Again, I reiterate, because this is important!
Earlier, I’ve noted that I timestamp all my hyperlinks so that I can refer back to the appropriate copy in the Internet Archive Wayback Machine. Now we’re taking this a step further. How do you automatically scan for broken links on your blog?
20180822/DuckDuckGo check your website for broken links
20180822/DuckDuckGo check your website for broken links wget
20180822/https://stackoverflow.com/questions/65515/how-to-find-broken-links-on-a-website#65523
20180822/https://www.commandlinefu.com/commands/view/8234/check-broken-links-using-wget-as-a-spider
wget --spider -o wget.log -e robots=off --wait 1 -r -p \
http://www.example.com
Okay, that works great! It’s very simple, using standard command-line tools.
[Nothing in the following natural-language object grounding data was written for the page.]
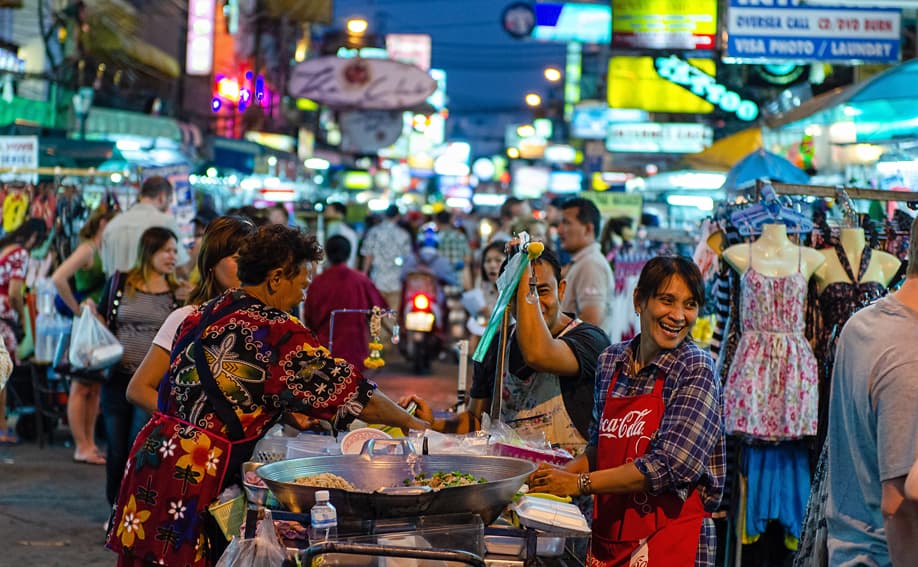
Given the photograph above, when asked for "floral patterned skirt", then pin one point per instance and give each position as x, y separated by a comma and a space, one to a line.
771, 392
174, 472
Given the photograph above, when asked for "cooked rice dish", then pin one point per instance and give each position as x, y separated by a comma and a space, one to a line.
441, 479
325, 480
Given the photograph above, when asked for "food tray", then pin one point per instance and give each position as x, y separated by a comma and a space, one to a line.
551, 516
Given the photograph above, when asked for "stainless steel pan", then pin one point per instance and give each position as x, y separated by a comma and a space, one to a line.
382, 476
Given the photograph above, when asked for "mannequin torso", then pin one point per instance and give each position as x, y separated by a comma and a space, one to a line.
774, 255
883, 266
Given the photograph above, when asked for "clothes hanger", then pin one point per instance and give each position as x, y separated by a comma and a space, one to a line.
769, 210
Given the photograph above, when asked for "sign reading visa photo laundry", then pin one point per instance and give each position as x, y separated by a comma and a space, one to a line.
785, 30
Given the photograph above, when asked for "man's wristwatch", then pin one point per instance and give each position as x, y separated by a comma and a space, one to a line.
584, 483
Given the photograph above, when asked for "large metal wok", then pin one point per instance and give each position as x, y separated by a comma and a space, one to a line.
382, 477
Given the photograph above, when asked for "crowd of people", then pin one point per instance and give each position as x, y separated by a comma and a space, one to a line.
213, 357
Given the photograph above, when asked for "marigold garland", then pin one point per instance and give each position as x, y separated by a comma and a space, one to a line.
375, 360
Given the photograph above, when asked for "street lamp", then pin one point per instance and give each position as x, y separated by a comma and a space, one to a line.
552, 74
357, 26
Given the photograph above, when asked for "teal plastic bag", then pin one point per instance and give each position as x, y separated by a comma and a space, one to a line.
506, 287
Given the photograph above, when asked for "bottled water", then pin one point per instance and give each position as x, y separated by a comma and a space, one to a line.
323, 520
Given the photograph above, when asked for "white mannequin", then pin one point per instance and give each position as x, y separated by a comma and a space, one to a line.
883, 265
774, 255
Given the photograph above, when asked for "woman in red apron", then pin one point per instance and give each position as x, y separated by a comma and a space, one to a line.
655, 459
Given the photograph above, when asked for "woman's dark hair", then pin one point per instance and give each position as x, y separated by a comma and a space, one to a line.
658, 271
276, 246
151, 241
222, 238
91, 226
31, 227
499, 245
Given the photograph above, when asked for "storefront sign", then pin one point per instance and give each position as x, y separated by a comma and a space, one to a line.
19, 152
361, 83
583, 23
634, 83
411, 48
664, 24
653, 137
199, 47
785, 30
700, 83
617, 204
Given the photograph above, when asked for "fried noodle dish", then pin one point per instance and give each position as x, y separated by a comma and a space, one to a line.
441, 479
325, 480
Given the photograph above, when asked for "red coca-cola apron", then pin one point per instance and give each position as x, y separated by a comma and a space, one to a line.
637, 529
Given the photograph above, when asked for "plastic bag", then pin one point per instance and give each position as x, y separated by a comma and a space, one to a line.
92, 345
263, 550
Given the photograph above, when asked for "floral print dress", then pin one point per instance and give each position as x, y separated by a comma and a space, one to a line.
771, 388
264, 363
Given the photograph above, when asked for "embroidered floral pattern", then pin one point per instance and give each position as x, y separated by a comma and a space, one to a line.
131, 524
771, 389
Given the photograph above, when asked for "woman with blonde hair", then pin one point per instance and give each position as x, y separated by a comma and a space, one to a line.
84, 266
135, 305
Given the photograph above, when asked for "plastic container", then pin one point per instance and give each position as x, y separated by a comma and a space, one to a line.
50, 330
323, 520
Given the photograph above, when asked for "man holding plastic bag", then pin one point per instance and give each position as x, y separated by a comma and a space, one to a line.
547, 388
92, 345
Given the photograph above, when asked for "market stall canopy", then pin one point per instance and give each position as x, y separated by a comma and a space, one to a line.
762, 163
112, 35
726, 152
883, 108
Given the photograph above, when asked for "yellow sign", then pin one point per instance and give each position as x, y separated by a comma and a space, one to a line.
634, 83
615, 204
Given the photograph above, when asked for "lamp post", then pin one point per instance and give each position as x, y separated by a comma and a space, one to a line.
82, 102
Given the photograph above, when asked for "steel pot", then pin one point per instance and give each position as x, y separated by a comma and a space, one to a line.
382, 477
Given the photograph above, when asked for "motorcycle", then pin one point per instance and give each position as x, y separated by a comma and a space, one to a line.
422, 319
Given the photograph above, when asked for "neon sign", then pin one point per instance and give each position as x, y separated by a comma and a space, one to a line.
683, 73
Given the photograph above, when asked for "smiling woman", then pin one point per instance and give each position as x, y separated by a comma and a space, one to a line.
655, 459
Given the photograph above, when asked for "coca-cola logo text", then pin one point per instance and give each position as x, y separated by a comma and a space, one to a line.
630, 425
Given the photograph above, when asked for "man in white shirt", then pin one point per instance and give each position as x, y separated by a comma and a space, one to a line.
589, 278
122, 234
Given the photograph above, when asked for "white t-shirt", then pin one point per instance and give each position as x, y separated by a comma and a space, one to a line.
166, 333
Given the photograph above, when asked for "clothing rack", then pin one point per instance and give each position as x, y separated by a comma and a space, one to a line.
827, 191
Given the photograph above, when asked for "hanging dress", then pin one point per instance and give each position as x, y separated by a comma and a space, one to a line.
771, 388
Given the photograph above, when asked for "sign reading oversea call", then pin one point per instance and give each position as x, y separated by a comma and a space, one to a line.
782, 29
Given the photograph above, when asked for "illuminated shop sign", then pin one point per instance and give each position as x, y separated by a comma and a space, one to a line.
664, 24
633, 83
199, 47
788, 31
700, 83
654, 137
584, 23
411, 48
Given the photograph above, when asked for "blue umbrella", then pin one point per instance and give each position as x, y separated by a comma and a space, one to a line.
762, 163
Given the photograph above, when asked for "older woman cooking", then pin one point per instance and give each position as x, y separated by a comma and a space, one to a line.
655, 459
238, 363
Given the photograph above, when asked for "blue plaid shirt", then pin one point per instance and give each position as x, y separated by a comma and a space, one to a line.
688, 448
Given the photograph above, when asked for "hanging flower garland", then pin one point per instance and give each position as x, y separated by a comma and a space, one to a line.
375, 360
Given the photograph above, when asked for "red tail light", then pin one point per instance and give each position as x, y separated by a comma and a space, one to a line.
421, 302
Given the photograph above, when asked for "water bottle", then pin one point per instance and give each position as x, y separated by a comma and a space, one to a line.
323, 520
45, 292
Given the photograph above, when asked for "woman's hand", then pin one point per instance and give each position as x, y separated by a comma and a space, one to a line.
183, 291
553, 480
422, 409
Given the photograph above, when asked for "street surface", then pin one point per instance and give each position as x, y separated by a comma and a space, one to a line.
52, 510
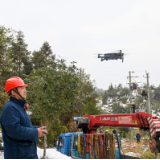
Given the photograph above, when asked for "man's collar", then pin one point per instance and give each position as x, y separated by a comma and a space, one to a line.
18, 101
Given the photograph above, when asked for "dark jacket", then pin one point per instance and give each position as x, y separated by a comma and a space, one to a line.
18, 133
138, 136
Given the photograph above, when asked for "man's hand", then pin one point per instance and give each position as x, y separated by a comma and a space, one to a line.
41, 131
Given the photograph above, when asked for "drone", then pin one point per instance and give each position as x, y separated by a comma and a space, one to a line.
112, 56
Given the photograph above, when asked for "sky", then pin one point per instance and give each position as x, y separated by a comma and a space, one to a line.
77, 30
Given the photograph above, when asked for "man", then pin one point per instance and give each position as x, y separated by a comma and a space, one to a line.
114, 131
19, 135
134, 107
138, 137
106, 132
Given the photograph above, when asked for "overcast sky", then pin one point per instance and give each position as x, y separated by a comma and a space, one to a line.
79, 29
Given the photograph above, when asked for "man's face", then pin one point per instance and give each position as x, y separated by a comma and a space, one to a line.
22, 91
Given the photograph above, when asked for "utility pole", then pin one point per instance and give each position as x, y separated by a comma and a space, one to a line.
148, 90
130, 102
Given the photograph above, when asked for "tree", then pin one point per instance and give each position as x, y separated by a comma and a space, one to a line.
105, 97
44, 57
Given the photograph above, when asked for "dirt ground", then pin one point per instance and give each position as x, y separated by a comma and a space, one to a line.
136, 149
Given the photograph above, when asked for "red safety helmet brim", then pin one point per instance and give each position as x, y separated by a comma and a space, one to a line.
13, 83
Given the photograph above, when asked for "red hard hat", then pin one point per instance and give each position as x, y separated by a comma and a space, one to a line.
14, 82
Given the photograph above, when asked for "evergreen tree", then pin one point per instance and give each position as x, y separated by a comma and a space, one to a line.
44, 57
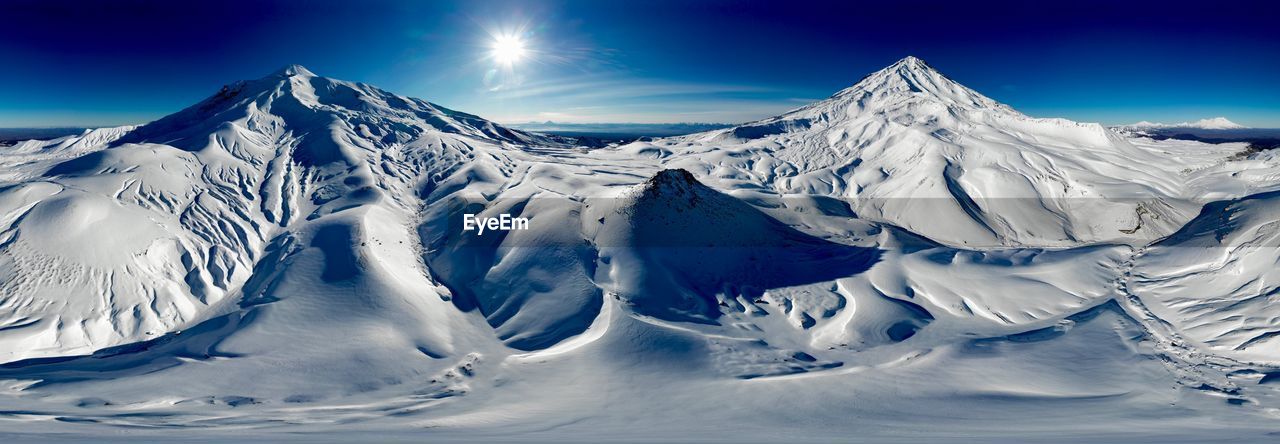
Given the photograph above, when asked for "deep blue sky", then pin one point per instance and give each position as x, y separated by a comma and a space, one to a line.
99, 63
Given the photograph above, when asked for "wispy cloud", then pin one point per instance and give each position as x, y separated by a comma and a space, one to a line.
618, 97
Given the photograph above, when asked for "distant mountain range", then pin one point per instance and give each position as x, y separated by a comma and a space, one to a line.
906, 257
1215, 123
618, 129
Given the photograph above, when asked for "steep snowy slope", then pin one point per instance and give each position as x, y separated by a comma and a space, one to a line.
124, 234
906, 256
1216, 280
909, 146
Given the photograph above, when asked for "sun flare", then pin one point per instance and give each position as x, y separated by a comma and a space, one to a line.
507, 49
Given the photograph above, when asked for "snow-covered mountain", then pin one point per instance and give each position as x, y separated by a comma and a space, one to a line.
910, 146
289, 251
1214, 123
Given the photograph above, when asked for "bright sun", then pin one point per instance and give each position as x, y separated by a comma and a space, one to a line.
507, 49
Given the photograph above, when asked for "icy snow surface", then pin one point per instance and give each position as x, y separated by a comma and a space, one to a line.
905, 260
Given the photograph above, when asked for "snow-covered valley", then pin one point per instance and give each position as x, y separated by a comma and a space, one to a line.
906, 260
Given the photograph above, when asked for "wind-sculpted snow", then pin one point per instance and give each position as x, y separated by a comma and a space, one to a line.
292, 253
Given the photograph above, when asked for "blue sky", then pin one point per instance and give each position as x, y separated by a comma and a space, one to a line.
129, 62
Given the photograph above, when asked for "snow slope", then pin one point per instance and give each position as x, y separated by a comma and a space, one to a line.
905, 260
909, 146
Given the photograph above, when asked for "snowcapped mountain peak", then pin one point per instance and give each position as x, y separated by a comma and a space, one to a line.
1217, 123
1212, 123
295, 69
295, 100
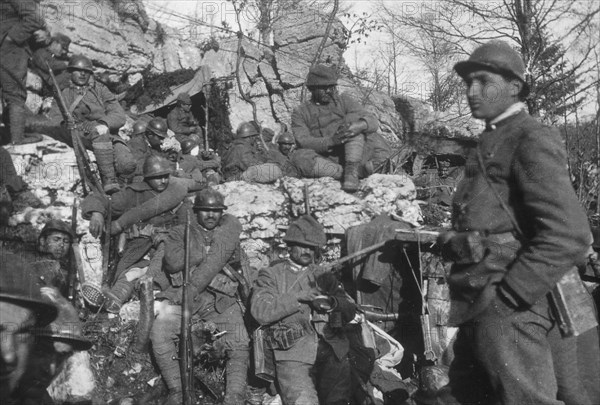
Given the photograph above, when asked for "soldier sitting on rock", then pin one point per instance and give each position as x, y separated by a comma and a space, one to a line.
214, 245
338, 128
143, 212
304, 308
98, 116
245, 161
54, 55
302, 162
146, 140
182, 122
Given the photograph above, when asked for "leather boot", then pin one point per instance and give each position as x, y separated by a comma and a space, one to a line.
350, 183
236, 375
16, 124
105, 162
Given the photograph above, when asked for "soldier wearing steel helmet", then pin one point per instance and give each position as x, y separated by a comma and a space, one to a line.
98, 116
182, 122
143, 211
214, 243
244, 160
293, 300
296, 162
517, 201
338, 128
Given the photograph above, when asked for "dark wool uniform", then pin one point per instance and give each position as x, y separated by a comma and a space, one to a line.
19, 20
274, 302
97, 105
210, 251
142, 213
313, 125
518, 347
183, 124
Although, I must admit, it still doesn’t handle the case when an alternative page may have replaced the original page, but still returns 200 OK. Yes, it’s not perfect, but it’s a great step forward.
Once you’ve got a list of broken links, you then know how to migrate those to newer links that link directly to the Internet Archive Wayback Machine. Yeah, I must admit, Wikipedia is already doing exactly that with their external links, but the conditions are a bit more challenging with the case of a smaller blog and writing operation.
And the results of my scan?
Found 3 broken links.
https://quorten.github.io/quorten-blog1/blog/tags/house
https://quorten.github.io/blog/2018/08/15/more-house-systems
https://quorten.github.io/quorten-blog1/blog/categories/house
And these are the pages with the broken links:
Fixed!
Yeah, since I don’t have automatic-link generation in place on my current public blog, I haven’t caught any broken external links.
In this case, they were all internal links that were broken. Of course, when you’re just scanning for internal consistently, you can do it much easier and faster on a local development server, because there you do not need a back-off time delay.